There are several studies of the developmental toxicity of petrochemical UV filters using animal models which report significant effects from UV filter exposure [30-34].In one rat model, petrochemical UV filters 4-methylbenzylidene camphor and 3-benzylidene camphor was administered in food to the parent generation pre-mating, during pregnancy, and during lactation and then to the offspring until adulthood [10]. It was found that exposure to the petrochemical UV filters was associated with delayed puberty and enhanced prostate growth in males, and altered uterine gene expression in females [10]. Adult organ weights were altered in both sexes [10]. There are numerous other animal model studies of developmental toxicity of petrochemical UV filters which report significant effects from UV filter exposure [32-36].

In addition to exposure to petrochemical UV filters in utero, young children are also exposed through frequent topical application in a bid to prevent sun damage [35]. The absorption and resulting serum concentration of petrochemical UV filters, though not evaluated, may be higher in children than adults since children have a greater skin surface area to volume ratio [24]. Moreover, in the MUsT conducted by the FDA, it was proposed that the limiting factor for serum concentration of petrochemical UV factors was skin absorption, rather than elimination or breakdown of the compounds [5].

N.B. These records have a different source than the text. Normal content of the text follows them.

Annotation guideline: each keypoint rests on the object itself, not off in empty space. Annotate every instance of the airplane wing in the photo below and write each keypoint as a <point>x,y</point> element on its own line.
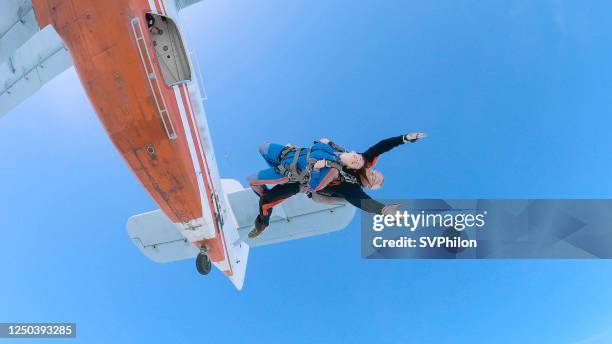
<point>160,240</point>
<point>29,57</point>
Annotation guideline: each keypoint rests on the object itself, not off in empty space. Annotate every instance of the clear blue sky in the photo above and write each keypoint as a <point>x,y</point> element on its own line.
<point>515,95</point>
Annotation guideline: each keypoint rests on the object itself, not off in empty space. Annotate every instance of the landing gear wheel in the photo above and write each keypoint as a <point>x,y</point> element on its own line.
<point>203,264</point>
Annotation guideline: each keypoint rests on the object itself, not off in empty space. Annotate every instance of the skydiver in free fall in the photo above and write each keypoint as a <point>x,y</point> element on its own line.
<point>325,172</point>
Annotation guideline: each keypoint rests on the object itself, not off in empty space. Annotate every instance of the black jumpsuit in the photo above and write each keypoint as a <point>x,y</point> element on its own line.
<point>351,191</point>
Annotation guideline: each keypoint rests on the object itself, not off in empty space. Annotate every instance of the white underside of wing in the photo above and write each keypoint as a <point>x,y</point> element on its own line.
<point>30,66</point>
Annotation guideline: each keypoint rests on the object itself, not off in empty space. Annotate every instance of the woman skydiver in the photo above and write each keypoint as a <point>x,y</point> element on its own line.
<point>336,173</point>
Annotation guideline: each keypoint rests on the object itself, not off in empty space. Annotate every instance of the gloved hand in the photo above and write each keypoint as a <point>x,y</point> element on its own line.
<point>391,209</point>
<point>413,137</point>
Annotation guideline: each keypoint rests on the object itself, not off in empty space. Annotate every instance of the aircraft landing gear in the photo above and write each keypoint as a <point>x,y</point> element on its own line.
<point>203,263</point>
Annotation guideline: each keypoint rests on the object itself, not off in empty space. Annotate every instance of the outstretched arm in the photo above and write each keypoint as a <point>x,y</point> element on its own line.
<point>372,154</point>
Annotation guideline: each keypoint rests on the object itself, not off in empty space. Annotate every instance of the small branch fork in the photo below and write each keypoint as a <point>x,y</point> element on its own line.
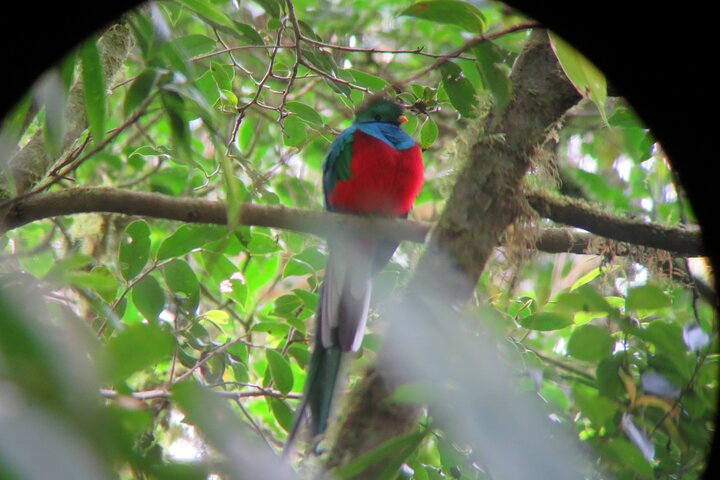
<point>27,209</point>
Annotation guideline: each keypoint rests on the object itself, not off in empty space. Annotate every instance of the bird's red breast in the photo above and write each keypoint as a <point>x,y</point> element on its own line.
<point>383,180</point>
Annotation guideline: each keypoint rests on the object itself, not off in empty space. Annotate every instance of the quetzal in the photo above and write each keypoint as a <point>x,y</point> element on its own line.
<point>373,167</point>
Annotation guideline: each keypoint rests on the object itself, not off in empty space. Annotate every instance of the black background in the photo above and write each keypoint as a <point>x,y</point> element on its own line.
<point>661,58</point>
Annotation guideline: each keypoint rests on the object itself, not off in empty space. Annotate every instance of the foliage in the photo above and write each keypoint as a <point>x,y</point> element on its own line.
<point>229,102</point>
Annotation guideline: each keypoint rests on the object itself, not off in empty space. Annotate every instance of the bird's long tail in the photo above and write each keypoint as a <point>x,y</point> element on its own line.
<point>320,384</point>
<point>340,324</point>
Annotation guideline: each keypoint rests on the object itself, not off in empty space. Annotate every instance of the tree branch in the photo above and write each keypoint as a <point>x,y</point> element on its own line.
<point>593,219</point>
<point>31,163</point>
<point>484,202</point>
<point>18,212</point>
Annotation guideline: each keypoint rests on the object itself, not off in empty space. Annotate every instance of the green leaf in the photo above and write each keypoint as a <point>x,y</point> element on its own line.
<point>394,452</point>
<point>459,89</point>
<point>209,11</point>
<point>261,244</point>
<point>294,131</point>
<point>608,380</point>
<point>134,249</point>
<point>647,297</point>
<point>546,321</point>
<point>137,347</point>
<point>367,80</point>
<point>494,73</point>
<point>248,33</point>
<point>428,133</point>
<point>54,100</point>
<point>187,238</point>
<point>149,297</point>
<point>450,12</point>
<point>626,454</point>
<point>280,370</point>
<point>668,340</point>
<point>281,412</point>
<point>590,343</point>
<point>223,75</point>
<point>271,7</point>
<point>140,90</point>
<point>587,278</point>
<point>598,409</point>
<point>175,108</point>
<point>194,45</point>
<point>182,281</point>
<point>94,89</point>
<point>305,112</point>
<point>585,76</point>
<point>102,280</point>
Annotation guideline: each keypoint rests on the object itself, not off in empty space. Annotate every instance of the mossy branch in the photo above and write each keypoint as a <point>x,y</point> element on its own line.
<point>32,162</point>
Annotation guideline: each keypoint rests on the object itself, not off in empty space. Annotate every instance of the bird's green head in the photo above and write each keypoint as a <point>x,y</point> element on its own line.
<point>380,109</point>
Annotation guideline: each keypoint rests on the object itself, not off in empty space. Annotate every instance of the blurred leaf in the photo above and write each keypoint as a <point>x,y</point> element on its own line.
<point>590,343</point>
<point>585,76</point>
<point>459,89</point>
<point>638,438</point>
<point>149,297</point>
<point>272,7</point>
<point>305,112</point>
<point>137,347</point>
<point>182,281</point>
<point>494,73</point>
<point>188,237</point>
<point>280,371</point>
<point>281,412</point>
<point>694,337</point>
<point>294,131</point>
<point>367,80</point>
<point>175,108</point>
<point>598,409</point>
<point>195,44</point>
<point>54,99</point>
<point>546,321</point>
<point>627,455</point>
<point>668,341</point>
<point>393,452</point>
<point>209,11</point>
<point>656,384</point>
<point>647,297</point>
<point>140,90</point>
<point>134,249</point>
<point>451,12</point>
<point>428,133</point>
<point>94,89</point>
<point>248,33</point>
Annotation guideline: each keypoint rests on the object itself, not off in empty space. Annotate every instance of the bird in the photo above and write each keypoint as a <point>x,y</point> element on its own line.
<point>372,168</point>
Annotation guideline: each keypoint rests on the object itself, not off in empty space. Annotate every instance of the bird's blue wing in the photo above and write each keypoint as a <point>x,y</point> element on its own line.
<point>337,162</point>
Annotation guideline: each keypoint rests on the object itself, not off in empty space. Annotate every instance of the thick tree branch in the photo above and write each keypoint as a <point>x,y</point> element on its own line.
<point>18,212</point>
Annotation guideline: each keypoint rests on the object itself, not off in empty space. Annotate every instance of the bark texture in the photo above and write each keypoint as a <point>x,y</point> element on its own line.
<point>484,202</point>
<point>32,162</point>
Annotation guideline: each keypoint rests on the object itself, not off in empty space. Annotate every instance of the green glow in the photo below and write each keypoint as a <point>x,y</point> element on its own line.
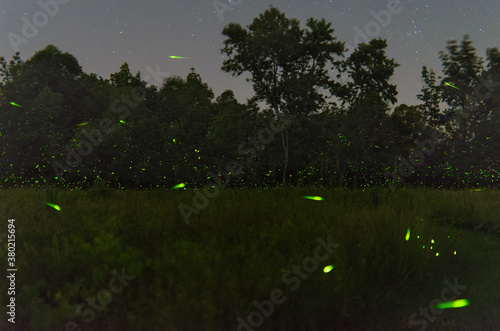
<point>56,207</point>
<point>452,304</point>
<point>310,197</point>
<point>328,268</point>
<point>452,86</point>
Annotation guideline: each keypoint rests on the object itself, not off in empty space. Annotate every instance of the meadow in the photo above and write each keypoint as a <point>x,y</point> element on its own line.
<point>244,250</point>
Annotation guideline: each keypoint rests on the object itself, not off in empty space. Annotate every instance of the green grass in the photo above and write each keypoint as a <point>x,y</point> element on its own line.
<point>203,275</point>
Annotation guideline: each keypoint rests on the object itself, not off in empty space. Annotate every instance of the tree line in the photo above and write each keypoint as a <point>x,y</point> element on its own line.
<point>334,126</point>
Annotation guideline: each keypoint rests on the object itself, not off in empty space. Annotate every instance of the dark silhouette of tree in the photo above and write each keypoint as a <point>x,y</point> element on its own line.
<point>287,63</point>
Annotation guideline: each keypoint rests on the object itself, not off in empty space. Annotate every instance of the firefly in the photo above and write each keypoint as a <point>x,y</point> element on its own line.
<point>310,197</point>
<point>452,304</point>
<point>452,86</point>
<point>328,268</point>
<point>56,207</point>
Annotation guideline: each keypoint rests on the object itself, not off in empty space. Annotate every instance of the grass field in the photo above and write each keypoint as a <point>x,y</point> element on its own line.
<point>250,248</point>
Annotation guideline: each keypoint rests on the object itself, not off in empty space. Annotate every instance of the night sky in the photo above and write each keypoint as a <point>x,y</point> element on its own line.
<point>104,34</point>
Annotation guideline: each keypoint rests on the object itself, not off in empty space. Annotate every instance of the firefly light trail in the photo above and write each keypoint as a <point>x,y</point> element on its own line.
<point>452,86</point>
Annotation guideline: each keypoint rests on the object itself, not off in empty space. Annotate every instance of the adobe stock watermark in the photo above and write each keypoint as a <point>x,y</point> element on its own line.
<point>104,297</point>
<point>266,307</point>
<point>29,30</point>
<point>382,19</point>
<point>95,137</point>
<point>427,146</point>
<point>221,7</point>
<point>200,200</point>
<point>430,317</point>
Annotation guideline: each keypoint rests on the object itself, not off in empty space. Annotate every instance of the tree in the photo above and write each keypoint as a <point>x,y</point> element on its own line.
<point>369,71</point>
<point>431,97</point>
<point>287,63</point>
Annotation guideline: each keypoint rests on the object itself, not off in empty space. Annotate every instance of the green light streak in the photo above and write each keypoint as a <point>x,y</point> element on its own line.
<point>328,268</point>
<point>452,86</point>
<point>310,197</point>
<point>452,304</point>
<point>56,207</point>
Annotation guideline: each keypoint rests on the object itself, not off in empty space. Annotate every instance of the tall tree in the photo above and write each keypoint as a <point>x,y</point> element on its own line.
<point>287,63</point>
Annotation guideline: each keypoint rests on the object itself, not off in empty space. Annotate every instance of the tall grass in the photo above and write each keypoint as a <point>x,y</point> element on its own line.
<point>206,274</point>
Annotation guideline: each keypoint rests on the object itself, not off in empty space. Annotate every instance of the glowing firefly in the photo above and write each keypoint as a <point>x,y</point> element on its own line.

Endocrine disruptors can have a major impact on fetal growth, and pubertal development, in addition to being associated with conditions such as obesity [25]. However, the effects of petrochemical UV filters are not limited to endocrine action, several studies suggesting potential neurotoxic [2] and carcinogenic effects [36]. Moreover, recent evidence has shown that the breakdown products of petrochemical UV filters may be hazardous, opening up another avenue that requires investigation [37].

Further safety testing must be conducted, including thorough toxicology studies on all petrochemical UV filters, and their prominent breakdown products. Without this comprehensive information, a decision regarding their safety for further use cannot be made [3, 7].